MST ocupa cinco praças de pedágio no Paraná

Agência Brasil

BELÉM - O Movimento dos Trabalhadores Rurais Sem Terra (MST) ocupou cinco praças de pedágio nesta quinta-feira no Paraná e, segundo, a coordenação do movimento, outras unidades devem ser ocupadas até o final do dia.

Segundo o integrante da coordenação nacional do MST, Celso Barbosa, a manifestação faz parte do Abril Vermelho, que lembra o assassinato de 19 trabalhadores rurais no município de Eldorado dos Carajás, no Pará, em 17 de abril de 1996.

- A data se transformou no Dia Nacional de Luta pela Reforma Agrária - afirmou Barbosa.

Os manifestantes liberaram as cancelas e os motoristas passam sem pagar a tarifa do pedágio na praça da concessionária Ecovia, na BR-277 (que liga Curitiba ao litoral), em duas praças das Viapar (Campo Mourão e Mandaguari) e em duas da Rodonorte (São Luiz do Purunã e Witmarsum).

De acordo com o coordenador, o MST reivindica a aceleração no processo de reforma agrária, com o assentamento das 150 mil famílias acampadas em todo país e a atualização dos índices de produtividade, que foram estabelecidos em 1980, com base em dados estatísticos de 1975.

Com essa atualização, a expectativa é de que propriedades rurais consideradas produtivas se revelem aptas a serem desapropriadas para a reforma agrária.

- Somente no Paraná, cerca de 6 mil famílias continuam acampadas em beiras de estradas e latifúndios ocupados há mais de quatro anos.
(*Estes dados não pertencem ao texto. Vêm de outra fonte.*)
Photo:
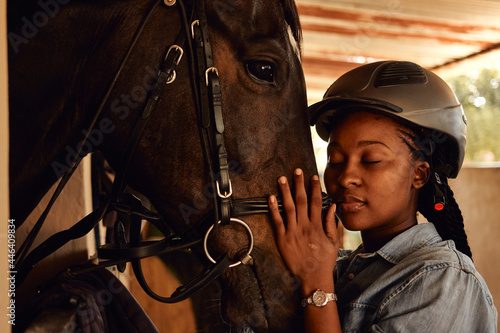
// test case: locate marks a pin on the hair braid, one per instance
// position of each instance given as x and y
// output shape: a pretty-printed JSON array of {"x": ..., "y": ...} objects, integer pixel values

Estamos ocupando, pacificamente, as praças como forma de mostrar nossa indignação - disse Barbosa.

Até agora, o clima é de tranqüilidade nas praças ocupadas, segundo informações do MST, confirmadas pelas concessionárias. A Policia Rodoviária Estadual acompanha as manifestações. Segundo a administração da Ecovia, na BR- 277 80 integrantes do MST chegaram em dois ônibus e liberaram as cancelas. A concessionária está buscando na Justiça a reintegração de posse. A Viapar também informou que já acionou a Justiça.